Large occupiers moving early
The most space-hungry occupiers are changing their playbook. Lead times before lease expiry have stretched as scarcity bites. In 2022, commitments were made an average of 2.87 years ahead of lease expiry. This dipped slightly in 2023 to 2.50 years, but surged in 2024 to 3.65 years, and in 2025 reached 4.02 years. Already across central London, 21% of refurbishments and developments over 150,000 sq ft scheduled for 2026–2029 have been pre-let, with a further 4% under offer. This shift is driven by a constrained development pipeline and the flight-to-quality trend that concentrates demand into a small subset of best-in-class towers.

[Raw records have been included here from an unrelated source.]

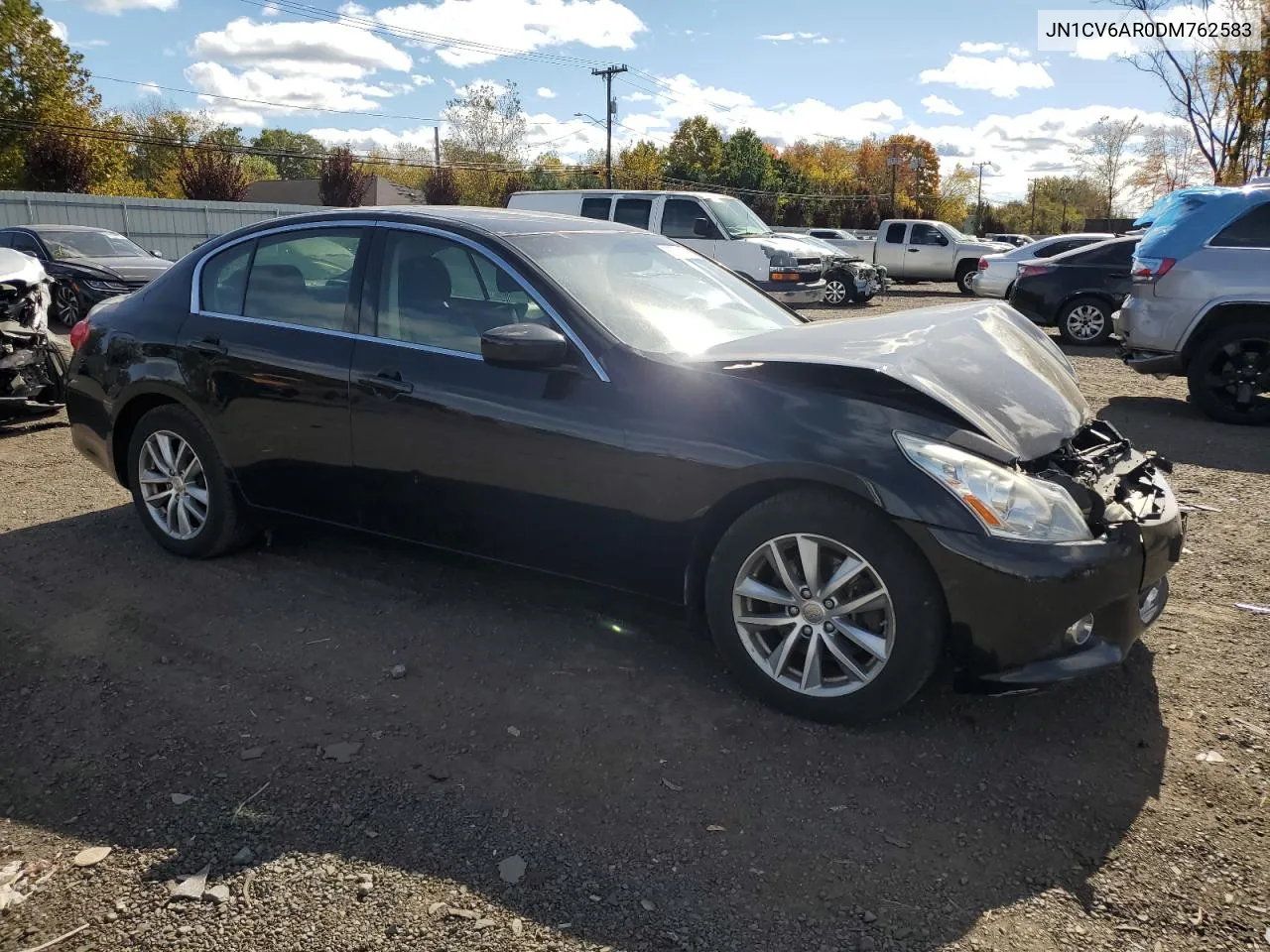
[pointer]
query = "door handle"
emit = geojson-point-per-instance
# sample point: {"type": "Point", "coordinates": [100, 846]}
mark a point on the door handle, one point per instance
{"type": "Point", "coordinates": [385, 384]}
{"type": "Point", "coordinates": [211, 347]}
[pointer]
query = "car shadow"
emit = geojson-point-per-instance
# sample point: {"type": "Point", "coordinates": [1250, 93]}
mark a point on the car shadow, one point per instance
{"type": "Point", "coordinates": [1183, 434]}
{"type": "Point", "coordinates": [588, 733]}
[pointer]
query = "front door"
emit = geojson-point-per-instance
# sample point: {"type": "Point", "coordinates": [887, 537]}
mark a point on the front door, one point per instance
{"type": "Point", "coordinates": [268, 353]}
{"type": "Point", "coordinates": [517, 465]}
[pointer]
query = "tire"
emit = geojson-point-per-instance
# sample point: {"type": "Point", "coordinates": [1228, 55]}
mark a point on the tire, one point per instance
{"type": "Point", "coordinates": [906, 624]}
{"type": "Point", "coordinates": [964, 272]}
{"type": "Point", "coordinates": [1229, 358]}
{"type": "Point", "coordinates": [223, 525]}
{"type": "Point", "coordinates": [837, 294]}
{"type": "Point", "coordinates": [1084, 321]}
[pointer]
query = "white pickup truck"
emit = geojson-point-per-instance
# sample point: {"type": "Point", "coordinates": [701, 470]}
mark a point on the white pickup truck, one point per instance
{"type": "Point", "coordinates": [925, 250]}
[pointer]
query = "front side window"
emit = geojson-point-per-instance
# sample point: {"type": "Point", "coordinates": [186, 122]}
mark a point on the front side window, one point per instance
{"type": "Point", "coordinates": [1251, 230]}
{"type": "Point", "coordinates": [440, 294]}
{"type": "Point", "coordinates": [928, 235]}
{"type": "Point", "coordinates": [633, 211]}
{"type": "Point", "coordinates": [679, 217]}
{"type": "Point", "coordinates": [654, 295]}
{"type": "Point", "coordinates": [303, 277]}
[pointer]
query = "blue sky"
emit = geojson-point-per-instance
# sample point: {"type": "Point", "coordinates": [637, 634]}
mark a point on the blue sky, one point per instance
{"type": "Point", "coordinates": [964, 75]}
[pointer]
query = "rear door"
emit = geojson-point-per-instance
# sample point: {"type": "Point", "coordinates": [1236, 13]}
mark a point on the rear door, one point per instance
{"type": "Point", "coordinates": [892, 249]}
{"type": "Point", "coordinates": [267, 350]}
{"type": "Point", "coordinates": [930, 253]}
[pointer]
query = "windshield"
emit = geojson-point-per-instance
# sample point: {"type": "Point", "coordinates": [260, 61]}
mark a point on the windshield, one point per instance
{"type": "Point", "coordinates": [735, 217]}
{"type": "Point", "coordinates": [653, 294]}
{"type": "Point", "coordinates": [90, 244]}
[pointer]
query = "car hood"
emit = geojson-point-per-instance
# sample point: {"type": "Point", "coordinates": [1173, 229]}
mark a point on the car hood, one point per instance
{"type": "Point", "coordinates": [983, 361]}
{"type": "Point", "coordinates": [126, 268]}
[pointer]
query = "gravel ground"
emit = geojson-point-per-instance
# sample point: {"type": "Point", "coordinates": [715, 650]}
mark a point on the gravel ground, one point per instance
{"type": "Point", "coordinates": [190, 715]}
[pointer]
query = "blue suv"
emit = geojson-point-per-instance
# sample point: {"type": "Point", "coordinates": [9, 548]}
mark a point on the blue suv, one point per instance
{"type": "Point", "coordinates": [1199, 303]}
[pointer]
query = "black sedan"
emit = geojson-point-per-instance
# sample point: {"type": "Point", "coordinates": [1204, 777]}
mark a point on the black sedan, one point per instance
{"type": "Point", "coordinates": [86, 264]}
{"type": "Point", "coordinates": [842, 502]}
{"type": "Point", "coordinates": [1078, 291]}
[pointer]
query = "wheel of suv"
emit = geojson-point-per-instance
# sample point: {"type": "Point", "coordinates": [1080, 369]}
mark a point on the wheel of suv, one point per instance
{"type": "Point", "coordinates": [824, 608]}
{"type": "Point", "coordinates": [835, 291]}
{"type": "Point", "coordinates": [965, 272]}
{"type": "Point", "coordinates": [1228, 375]}
{"type": "Point", "coordinates": [1084, 321]}
{"type": "Point", "coordinates": [181, 488]}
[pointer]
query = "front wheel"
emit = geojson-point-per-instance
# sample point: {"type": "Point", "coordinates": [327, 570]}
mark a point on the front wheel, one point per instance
{"type": "Point", "coordinates": [824, 608]}
{"type": "Point", "coordinates": [1084, 321]}
{"type": "Point", "coordinates": [181, 488]}
{"type": "Point", "coordinates": [1228, 376]}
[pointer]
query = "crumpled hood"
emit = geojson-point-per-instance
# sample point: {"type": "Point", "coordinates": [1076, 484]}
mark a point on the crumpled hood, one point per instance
{"type": "Point", "coordinates": [982, 359]}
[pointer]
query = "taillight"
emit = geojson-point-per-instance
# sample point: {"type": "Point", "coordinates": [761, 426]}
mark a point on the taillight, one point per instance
{"type": "Point", "coordinates": [1148, 270]}
{"type": "Point", "coordinates": [1032, 271]}
{"type": "Point", "coordinates": [79, 334]}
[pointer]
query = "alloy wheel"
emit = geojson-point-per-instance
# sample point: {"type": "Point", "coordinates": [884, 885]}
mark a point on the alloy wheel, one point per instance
{"type": "Point", "coordinates": [173, 485]}
{"type": "Point", "coordinates": [813, 615]}
{"type": "Point", "coordinates": [1239, 375]}
{"type": "Point", "coordinates": [1086, 321]}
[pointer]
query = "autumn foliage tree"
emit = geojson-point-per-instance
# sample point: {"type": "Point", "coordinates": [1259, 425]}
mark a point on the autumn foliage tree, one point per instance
{"type": "Point", "coordinates": [211, 175]}
{"type": "Point", "coordinates": [340, 181]}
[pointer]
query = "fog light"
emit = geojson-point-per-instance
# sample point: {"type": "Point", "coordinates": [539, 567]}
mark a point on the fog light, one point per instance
{"type": "Point", "coordinates": [1151, 602]}
{"type": "Point", "coordinates": [1080, 633]}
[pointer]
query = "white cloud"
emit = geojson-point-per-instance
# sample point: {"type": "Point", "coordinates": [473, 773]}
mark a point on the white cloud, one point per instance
{"type": "Point", "coordinates": [515, 24]}
{"type": "Point", "coordinates": [116, 7]}
{"type": "Point", "coordinates": [943, 107]}
{"type": "Point", "coordinates": [318, 50]}
{"type": "Point", "coordinates": [1002, 76]}
{"type": "Point", "coordinates": [982, 48]}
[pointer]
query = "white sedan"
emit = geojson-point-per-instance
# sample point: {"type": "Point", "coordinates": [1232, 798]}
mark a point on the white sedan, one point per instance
{"type": "Point", "coordinates": [997, 272]}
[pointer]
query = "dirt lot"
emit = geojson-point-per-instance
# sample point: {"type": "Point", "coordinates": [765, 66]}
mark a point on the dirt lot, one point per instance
{"type": "Point", "coordinates": [594, 738]}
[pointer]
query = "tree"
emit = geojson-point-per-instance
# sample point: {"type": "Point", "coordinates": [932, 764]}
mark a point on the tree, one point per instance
{"type": "Point", "coordinates": [695, 153]}
{"type": "Point", "coordinates": [211, 175]}
{"type": "Point", "coordinates": [1223, 95]}
{"type": "Point", "coordinates": [42, 82]}
{"type": "Point", "coordinates": [1107, 154]}
{"type": "Point", "coordinates": [54, 162]}
{"type": "Point", "coordinates": [746, 162]}
{"type": "Point", "coordinates": [303, 153]}
{"type": "Point", "coordinates": [340, 181]}
{"type": "Point", "coordinates": [441, 186]}
{"type": "Point", "coordinates": [639, 167]}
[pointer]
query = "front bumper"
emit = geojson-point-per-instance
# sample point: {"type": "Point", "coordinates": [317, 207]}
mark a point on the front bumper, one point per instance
{"type": "Point", "coordinates": [1012, 604]}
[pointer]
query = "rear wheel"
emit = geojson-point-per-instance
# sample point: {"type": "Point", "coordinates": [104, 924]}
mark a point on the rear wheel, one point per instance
{"type": "Point", "coordinates": [1228, 376]}
{"type": "Point", "coordinates": [824, 608]}
{"type": "Point", "coordinates": [1084, 321]}
{"type": "Point", "coordinates": [181, 488]}
{"type": "Point", "coordinates": [965, 272]}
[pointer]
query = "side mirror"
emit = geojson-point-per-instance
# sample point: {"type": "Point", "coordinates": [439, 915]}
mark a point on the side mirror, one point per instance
{"type": "Point", "coordinates": [524, 345]}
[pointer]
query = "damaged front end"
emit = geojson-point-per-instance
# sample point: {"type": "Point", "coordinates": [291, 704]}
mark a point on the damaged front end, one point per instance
{"type": "Point", "coordinates": [32, 368]}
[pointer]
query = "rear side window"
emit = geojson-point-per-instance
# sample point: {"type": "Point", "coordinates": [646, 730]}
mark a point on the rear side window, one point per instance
{"type": "Point", "coordinates": [303, 277]}
{"type": "Point", "coordinates": [679, 216]}
{"type": "Point", "coordinates": [223, 280]}
{"type": "Point", "coordinates": [1252, 230]}
{"type": "Point", "coordinates": [595, 207]}
{"type": "Point", "coordinates": [633, 211]}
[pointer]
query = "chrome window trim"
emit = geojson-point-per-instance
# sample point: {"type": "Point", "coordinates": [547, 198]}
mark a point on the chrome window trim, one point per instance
{"type": "Point", "coordinates": [197, 282]}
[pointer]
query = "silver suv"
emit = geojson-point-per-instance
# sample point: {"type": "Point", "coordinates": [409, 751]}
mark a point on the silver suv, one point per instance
{"type": "Point", "coordinates": [1201, 301]}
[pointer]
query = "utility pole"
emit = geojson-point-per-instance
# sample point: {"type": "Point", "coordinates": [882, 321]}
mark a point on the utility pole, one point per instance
{"type": "Point", "coordinates": [610, 108]}
{"type": "Point", "coordinates": [978, 203]}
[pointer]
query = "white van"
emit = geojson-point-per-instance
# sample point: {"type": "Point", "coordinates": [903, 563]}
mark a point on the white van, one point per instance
{"type": "Point", "coordinates": [717, 226]}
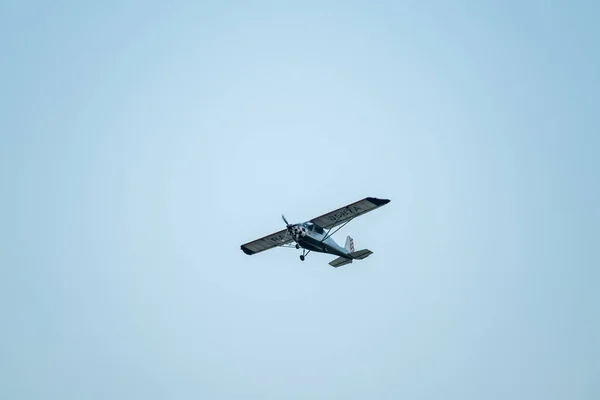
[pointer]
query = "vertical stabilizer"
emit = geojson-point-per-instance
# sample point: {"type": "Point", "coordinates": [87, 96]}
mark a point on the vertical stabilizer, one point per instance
{"type": "Point", "coordinates": [349, 244]}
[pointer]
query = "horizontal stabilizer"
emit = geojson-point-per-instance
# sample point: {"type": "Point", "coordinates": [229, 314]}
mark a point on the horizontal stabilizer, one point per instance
{"type": "Point", "coordinates": [338, 262]}
{"type": "Point", "coordinates": [361, 254]}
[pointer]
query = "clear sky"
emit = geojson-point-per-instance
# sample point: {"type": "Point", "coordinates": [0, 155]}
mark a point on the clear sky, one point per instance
{"type": "Point", "coordinates": [143, 142]}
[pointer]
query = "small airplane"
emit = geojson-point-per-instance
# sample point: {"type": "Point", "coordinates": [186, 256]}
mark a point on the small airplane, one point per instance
{"type": "Point", "coordinates": [315, 235]}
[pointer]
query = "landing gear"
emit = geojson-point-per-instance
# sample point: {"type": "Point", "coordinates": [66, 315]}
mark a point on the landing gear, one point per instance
{"type": "Point", "coordinates": [304, 254]}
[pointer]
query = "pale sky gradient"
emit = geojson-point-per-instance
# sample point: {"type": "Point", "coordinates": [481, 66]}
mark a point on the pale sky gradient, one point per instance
{"type": "Point", "coordinates": [143, 142]}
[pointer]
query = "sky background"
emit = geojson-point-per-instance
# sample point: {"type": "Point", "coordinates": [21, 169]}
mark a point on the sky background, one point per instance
{"type": "Point", "coordinates": [143, 142]}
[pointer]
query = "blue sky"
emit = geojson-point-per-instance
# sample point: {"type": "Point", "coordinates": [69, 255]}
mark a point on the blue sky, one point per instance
{"type": "Point", "coordinates": [143, 142]}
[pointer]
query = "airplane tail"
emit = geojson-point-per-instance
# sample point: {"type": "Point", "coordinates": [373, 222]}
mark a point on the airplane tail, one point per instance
{"type": "Point", "coordinates": [352, 255]}
{"type": "Point", "coordinates": [349, 244]}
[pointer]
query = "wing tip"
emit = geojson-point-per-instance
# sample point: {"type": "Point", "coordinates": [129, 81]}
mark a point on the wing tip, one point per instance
{"type": "Point", "coordinates": [246, 250]}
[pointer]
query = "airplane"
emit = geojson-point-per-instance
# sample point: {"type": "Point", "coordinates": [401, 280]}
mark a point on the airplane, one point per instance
{"type": "Point", "coordinates": [315, 235]}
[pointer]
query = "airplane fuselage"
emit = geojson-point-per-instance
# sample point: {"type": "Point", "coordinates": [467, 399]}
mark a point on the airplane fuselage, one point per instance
{"type": "Point", "coordinates": [313, 238]}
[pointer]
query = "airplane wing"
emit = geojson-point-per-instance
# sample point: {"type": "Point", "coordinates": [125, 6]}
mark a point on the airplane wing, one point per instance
{"type": "Point", "coordinates": [351, 211]}
{"type": "Point", "coordinates": [268, 242]}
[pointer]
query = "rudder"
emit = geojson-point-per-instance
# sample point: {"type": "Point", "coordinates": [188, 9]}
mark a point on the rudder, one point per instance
{"type": "Point", "coordinates": [349, 244]}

For the largest occupiers, early engagement is no longer optional, it’s essential.
Looking down the track
Larger firms looking for prestige tower space with commanding views will increasingly have to look to the next generation of towers under construction, or even schemes further out in the pipeline. With the lack of space currently available, pre-letting becomes the only viable route. In 2026, the prime towers under construction, including Edge London Bridge, 2 Finsbury Avenue, 50 Fenchurch Street and the refurbishment of Broadgate Tower, will be the battlegrounds for the next phase of tower leasing. This deepening pre-let cycle should also support further prime rental growth, with landlords holding scarce, best-in-class space and pricing power firmly on their side.